April 2, 2025, 19:33 GMT | Insight
When antitrust enforcement isn’t sufficiently aggressive, it hurts the functioning of the free market, former US Federal Trade Commission Chair Lina Khan said today, and that’s one reason why there is more agreement across ideological lines on that topic than on others.
When antitrust enforcement isn’t sufficiently aggressive, it hurts the functioning of the free market, former US Federal Trade Commission Chair Lina Khan said today, and that’s one reason why there is more agreement across ideological lines on that topic than on others.

Speaking at a conference,* Khan said there is increased recognition that "it is not good to have an economy that is centrally planned” by a few large firms.
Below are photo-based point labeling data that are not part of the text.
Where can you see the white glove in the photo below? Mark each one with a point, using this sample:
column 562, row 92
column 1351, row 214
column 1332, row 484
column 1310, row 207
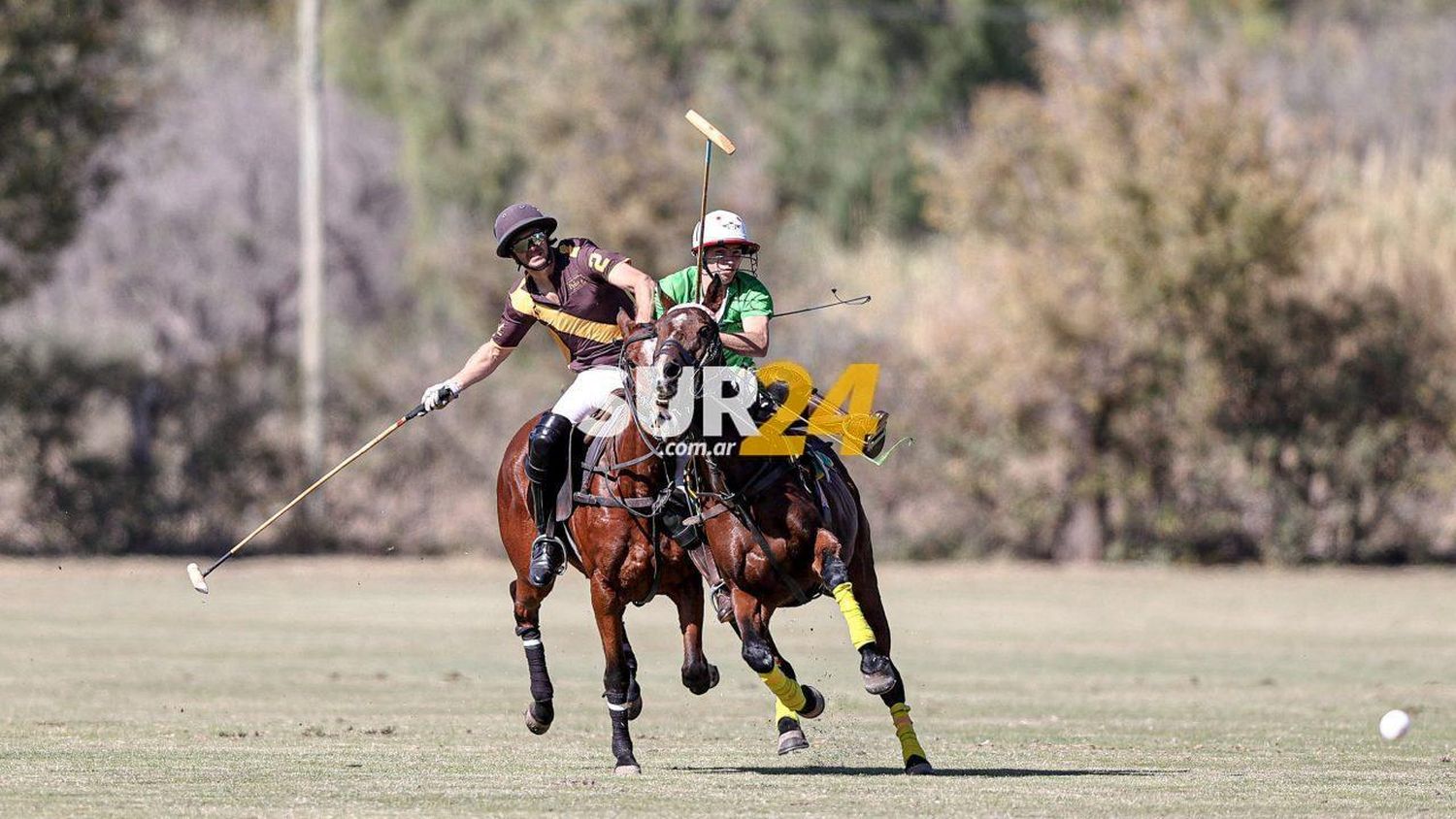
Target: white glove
column 440, row 395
She declined to comment on praise of her work by conservatives such as Stephen Bannon.

Khan, who chaired the agency during the Biden administration, said unchecked monopoly power impacts people throughout society.
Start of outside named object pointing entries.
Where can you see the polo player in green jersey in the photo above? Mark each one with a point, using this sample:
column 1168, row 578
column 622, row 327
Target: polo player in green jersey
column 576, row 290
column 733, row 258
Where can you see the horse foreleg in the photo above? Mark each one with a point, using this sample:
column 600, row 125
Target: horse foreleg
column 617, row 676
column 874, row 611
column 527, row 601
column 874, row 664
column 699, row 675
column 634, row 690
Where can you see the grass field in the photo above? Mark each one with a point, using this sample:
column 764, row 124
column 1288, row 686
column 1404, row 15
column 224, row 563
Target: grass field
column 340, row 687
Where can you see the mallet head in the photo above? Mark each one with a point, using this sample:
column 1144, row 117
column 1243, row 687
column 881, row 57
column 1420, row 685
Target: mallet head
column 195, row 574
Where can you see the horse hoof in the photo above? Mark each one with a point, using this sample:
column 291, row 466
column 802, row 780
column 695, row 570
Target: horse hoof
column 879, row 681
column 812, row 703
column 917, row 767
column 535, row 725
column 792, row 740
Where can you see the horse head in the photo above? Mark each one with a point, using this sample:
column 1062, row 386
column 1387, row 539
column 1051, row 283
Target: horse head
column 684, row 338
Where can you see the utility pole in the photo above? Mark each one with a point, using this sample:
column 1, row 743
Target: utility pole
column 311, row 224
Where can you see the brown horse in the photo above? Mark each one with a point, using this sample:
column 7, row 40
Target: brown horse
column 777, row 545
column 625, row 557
She also said that when enforcers take action, litigation takes too long, which is why it’s important for remedies to be forward-looking, so companies that break the law don’t just pay a small penalty.

Khan criticized President Donald Trump’s firing of Democratic FTC Commissioners Alvaro Bedoya and Rebecca Slaughter because of policy disagreements. She said the firings were “clearly illegal,” adding they had already hurt the agency because it has paused its lawsuit against several pharmacy benefit managers over insulin pricing. Chairman Andrew Ferguson and Commissioner Melissa Holyoak, the only two remaining members on the commission, have recused themselves.

Bedoya and Slaughter have filed suit to get their jobs back, contending that the firings are illegal in light of the Supreme Court’s unanimous 1935 decision in Humphrey’s Executor v. United States that presidents can only fire members of independent commissions for cause.

*Little Tech Competition Summit. Y Combinator: Washington, DC. April 2, 2025.